Two years ago this evening, my father died. He was 94. I began this blog immediately, to mark the changes and passing of days without him. The biggest topic of discussion in my letters to him is the progress I’ve made finishing the house he planned, but left mostly unfinished for fifty years. People ask me now, “Have you finished remodeling your dad’s house yet?” Remodeling. Heh. I’m building from the world’s biggest model kit, with half the pieces missing. No, I won’t be finished for some time. For those concerned about the content herein, written some months ago, no, my mom did not move out. And no, I didn’t find the hinges. And no, I didn’t get back to the pink bathroom. All things in time.
9/12/2018
Dear Daddy –
I didn’t write last week. That is, I didn’t write to you. I did write, trying to work out a problem, as I sometimes do, words not meant for other human beings to read, not even dead ones.
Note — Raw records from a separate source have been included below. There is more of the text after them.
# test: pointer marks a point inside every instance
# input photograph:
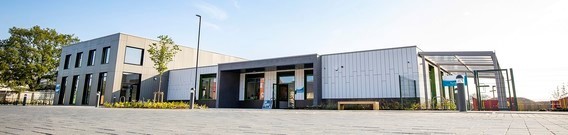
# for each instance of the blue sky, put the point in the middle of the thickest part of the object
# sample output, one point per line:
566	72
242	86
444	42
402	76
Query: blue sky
529	36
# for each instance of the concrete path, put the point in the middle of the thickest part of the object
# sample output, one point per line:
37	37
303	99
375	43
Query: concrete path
90	120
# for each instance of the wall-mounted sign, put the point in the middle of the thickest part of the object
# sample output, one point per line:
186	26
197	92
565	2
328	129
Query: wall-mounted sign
57	88
450	80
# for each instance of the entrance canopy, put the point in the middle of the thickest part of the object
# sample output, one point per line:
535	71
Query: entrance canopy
464	62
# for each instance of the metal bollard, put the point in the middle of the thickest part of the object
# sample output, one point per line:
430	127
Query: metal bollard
98	99
25	98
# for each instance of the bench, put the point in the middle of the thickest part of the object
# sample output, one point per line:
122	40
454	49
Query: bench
341	104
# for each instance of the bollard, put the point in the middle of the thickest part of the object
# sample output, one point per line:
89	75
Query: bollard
25	98
98	99
461	94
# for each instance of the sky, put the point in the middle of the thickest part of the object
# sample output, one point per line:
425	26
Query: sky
528	36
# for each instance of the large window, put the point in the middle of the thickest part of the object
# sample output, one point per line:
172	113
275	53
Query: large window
87	89
309	85
208	87
254	89
66	64
102	86
106	55
130	88
62	90
133	55
74	86
78	59
91	59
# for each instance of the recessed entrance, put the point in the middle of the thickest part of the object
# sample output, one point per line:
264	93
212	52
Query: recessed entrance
285	92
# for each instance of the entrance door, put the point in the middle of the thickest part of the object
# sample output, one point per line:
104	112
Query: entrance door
285	92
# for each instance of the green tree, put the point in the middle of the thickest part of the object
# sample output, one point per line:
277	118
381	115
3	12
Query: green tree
161	54
29	58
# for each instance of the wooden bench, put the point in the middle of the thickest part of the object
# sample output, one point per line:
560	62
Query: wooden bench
341	104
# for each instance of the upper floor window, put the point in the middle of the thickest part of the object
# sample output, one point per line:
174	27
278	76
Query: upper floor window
106	55
133	55
91	59
78	59
66	64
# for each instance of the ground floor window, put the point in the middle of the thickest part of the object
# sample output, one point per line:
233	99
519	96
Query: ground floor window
309	74
87	89
130	87
208	87
254	89
62	90
74	86
102	86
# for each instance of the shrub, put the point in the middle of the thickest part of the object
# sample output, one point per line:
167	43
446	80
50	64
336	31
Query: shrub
152	105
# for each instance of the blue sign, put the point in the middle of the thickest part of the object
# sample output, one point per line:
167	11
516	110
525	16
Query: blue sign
57	88
267	104
451	80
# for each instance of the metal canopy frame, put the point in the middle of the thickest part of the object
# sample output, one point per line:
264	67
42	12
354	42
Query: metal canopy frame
461	62
464	62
It’s been a bad couple of weeks. Lots of lost sleep. I won’t go into the details, because, again, other people will be reading these words eventually. And my perceptions of what’s been happening in my life are mine alone. Other people have other opinions of who is doing right and who is doing wrong, and I don’t want to touch off a shouting match six months after the fact.
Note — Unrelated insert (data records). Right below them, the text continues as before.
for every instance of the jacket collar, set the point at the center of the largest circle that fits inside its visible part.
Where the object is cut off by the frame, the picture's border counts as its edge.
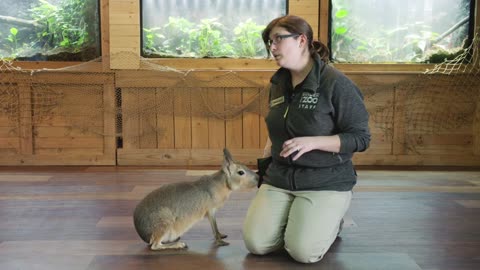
(312, 81)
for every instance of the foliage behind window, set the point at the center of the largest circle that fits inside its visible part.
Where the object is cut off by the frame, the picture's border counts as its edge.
(61, 30)
(214, 28)
(392, 31)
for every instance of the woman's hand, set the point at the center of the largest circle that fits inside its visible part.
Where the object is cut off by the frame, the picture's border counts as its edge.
(302, 145)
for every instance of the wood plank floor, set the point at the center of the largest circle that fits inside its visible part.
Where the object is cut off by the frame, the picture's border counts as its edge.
(81, 218)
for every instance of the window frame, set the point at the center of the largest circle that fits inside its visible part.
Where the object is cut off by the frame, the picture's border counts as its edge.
(325, 34)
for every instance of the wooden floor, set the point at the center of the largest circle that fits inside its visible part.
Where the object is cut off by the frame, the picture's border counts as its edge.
(81, 218)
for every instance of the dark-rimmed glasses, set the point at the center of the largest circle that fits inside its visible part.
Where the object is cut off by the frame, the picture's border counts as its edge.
(278, 38)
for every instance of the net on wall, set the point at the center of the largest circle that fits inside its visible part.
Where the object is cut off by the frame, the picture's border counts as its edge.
(440, 100)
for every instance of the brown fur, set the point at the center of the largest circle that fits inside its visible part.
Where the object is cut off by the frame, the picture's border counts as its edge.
(171, 210)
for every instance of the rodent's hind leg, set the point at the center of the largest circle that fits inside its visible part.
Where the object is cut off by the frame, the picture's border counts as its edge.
(172, 245)
(162, 239)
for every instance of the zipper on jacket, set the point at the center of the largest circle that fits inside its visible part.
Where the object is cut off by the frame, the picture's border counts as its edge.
(289, 158)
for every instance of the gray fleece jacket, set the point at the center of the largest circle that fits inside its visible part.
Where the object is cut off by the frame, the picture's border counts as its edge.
(325, 103)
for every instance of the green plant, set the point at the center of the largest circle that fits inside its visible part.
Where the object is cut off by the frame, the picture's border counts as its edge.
(248, 38)
(210, 40)
(177, 32)
(70, 25)
(12, 37)
(150, 37)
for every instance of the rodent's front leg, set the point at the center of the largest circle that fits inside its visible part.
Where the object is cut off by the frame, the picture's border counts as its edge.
(213, 223)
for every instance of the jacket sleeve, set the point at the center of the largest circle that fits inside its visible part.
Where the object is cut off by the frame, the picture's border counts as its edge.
(351, 116)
As always, when things are emotionally draining for me, my creativity suffers. It’s hard to put words down–at least words that would mean something to someone else–when in a state of emotional turmoil.
Things are not resolved, but they’re stable. I guess sometimes that’s the best you can hope for.
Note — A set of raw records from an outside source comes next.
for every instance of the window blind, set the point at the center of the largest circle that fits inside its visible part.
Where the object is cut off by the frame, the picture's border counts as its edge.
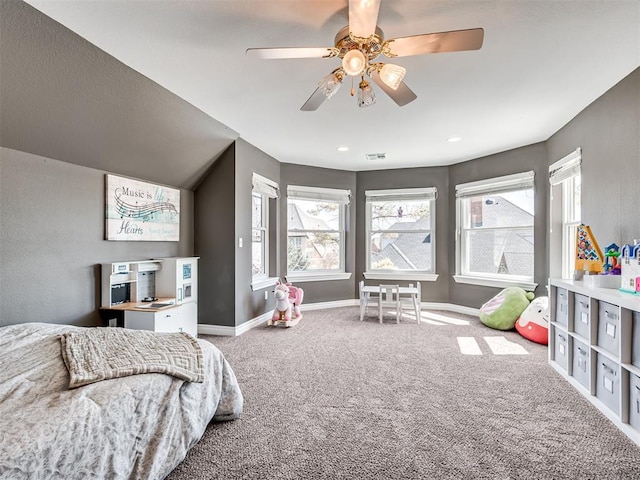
(428, 193)
(508, 183)
(298, 192)
(566, 167)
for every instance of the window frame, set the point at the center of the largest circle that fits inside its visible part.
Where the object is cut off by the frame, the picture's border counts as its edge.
(267, 189)
(342, 198)
(563, 175)
(466, 191)
(428, 194)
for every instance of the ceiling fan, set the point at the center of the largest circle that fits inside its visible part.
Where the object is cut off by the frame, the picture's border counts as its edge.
(359, 44)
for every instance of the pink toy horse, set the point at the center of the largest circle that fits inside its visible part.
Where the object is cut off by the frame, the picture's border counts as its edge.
(288, 300)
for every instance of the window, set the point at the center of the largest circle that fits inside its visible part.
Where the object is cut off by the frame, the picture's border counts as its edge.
(400, 234)
(262, 192)
(495, 240)
(316, 233)
(565, 180)
(259, 238)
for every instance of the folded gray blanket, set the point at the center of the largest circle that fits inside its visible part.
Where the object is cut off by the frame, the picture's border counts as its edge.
(101, 353)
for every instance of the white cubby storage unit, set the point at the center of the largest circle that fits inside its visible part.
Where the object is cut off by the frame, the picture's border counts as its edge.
(594, 343)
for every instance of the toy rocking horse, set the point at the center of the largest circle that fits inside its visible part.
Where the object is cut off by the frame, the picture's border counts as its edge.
(288, 300)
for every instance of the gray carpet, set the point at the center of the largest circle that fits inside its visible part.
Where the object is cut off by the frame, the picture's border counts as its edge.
(336, 398)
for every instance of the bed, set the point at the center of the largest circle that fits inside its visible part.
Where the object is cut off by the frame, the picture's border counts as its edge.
(137, 426)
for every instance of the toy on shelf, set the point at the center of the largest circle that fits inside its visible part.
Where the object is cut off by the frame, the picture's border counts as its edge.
(630, 268)
(288, 300)
(610, 265)
(589, 257)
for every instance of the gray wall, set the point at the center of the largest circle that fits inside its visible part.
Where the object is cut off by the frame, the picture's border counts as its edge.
(291, 174)
(608, 131)
(438, 177)
(250, 304)
(62, 97)
(532, 157)
(214, 215)
(52, 240)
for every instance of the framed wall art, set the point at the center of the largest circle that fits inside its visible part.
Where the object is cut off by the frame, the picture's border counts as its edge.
(137, 210)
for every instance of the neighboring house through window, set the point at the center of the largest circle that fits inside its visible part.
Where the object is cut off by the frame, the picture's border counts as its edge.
(316, 219)
(263, 191)
(400, 234)
(565, 180)
(494, 236)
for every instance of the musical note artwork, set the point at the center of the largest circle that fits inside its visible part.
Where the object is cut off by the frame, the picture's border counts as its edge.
(137, 210)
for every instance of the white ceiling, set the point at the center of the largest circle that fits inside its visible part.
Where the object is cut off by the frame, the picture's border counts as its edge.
(542, 62)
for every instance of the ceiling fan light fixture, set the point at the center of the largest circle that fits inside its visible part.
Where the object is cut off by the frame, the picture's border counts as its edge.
(354, 62)
(330, 84)
(392, 75)
(366, 96)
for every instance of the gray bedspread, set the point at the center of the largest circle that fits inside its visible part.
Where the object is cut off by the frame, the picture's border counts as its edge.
(140, 426)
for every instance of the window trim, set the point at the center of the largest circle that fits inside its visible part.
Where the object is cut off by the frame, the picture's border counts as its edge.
(429, 194)
(464, 191)
(322, 195)
(267, 189)
(563, 174)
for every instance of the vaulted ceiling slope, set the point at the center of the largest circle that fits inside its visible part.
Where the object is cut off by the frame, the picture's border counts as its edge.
(541, 63)
(63, 98)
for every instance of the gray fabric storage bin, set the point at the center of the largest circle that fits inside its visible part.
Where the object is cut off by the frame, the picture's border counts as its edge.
(634, 401)
(581, 364)
(562, 306)
(608, 383)
(561, 349)
(635, 339)
(609, 327)
(581, 317)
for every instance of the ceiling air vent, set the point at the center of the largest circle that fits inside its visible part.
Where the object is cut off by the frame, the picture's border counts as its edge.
(376, 156)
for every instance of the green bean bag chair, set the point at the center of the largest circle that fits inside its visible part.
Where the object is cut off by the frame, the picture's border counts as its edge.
(503, 310)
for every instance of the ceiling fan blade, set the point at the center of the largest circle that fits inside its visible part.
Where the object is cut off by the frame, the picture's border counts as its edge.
(453, 41)
(401, 96)
(315, 100)
(291, 52)
(363, 17)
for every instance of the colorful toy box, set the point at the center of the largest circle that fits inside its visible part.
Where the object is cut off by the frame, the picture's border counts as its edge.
(630, 268)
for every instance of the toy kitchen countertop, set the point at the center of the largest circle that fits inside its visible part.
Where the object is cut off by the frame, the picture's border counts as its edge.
(158, 304)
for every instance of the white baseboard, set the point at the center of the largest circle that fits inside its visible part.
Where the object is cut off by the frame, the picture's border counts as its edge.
(205, 329)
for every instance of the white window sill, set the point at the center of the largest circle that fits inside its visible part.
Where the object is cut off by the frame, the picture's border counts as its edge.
(317, 277)
(425, 277)
(493, 282)
(263, 282)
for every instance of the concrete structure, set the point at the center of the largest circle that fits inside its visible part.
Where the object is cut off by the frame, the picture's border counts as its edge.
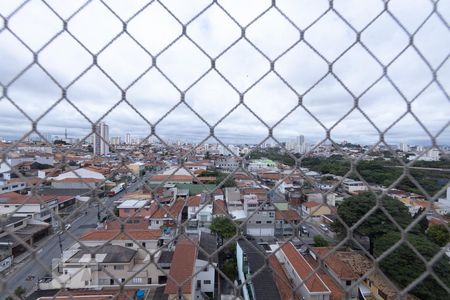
(353, 186)
(44, 159)
(261, 164)
(7, 187)
(261, 218)
(41, 208)
(298, 269)
(121, 257)
(249, 260)
(101, 139)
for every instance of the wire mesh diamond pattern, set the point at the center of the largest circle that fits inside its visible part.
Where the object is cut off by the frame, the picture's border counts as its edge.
(219, 69)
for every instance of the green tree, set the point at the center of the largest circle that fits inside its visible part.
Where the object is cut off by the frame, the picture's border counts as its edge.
(403, 266)
(223, 227)
(20, 292)
(353, 209)
(319, 241)
(422, 226)
(438, 234)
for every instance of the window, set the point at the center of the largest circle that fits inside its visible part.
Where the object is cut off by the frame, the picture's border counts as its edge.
(137, 280)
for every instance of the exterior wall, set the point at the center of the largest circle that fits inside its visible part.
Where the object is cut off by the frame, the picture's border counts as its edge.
(204, 275)
(240, 267)
(73, 185)
(12, 187)
(302, 291)
(262, 223)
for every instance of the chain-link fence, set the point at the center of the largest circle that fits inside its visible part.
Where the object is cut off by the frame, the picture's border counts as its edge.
(248, 232)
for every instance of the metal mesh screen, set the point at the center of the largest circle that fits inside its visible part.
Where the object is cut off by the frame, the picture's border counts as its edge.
(343, 54)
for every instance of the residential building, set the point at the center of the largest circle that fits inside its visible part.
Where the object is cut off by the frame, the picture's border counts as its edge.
(180, 284)
(353, 187)
(101, 139)
(285, 221)
(315, 209)
(109, 258)
(297, 268)
(250, 259)
(260, 217)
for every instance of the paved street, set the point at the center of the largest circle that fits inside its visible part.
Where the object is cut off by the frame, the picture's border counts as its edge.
(50, 248)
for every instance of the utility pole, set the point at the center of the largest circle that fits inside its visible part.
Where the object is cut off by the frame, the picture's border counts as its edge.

The chicken run is pretty well complete. The roof is installed, although it needs some shoring up with zip ties, to hold the courses of wire together better. And I still want to run chicken wire around the inside, to keep the girls from sticking their heads out and inviting hawks to run away with them. Run away with their heads, that is. It’s been raining constantly. Hurricane Florence has been ravaging the Carolinas this week and has sent us a lot of rain. It’s rained most of the summer, though. We get a dry day or so every other week. Every time I cut the grass, at your house or mine, I’m cutting off six or eight inches, it’s growing so fast. The rain is also making the doors swell on the chicken coop, so I’ll be having to make some adjustments to them.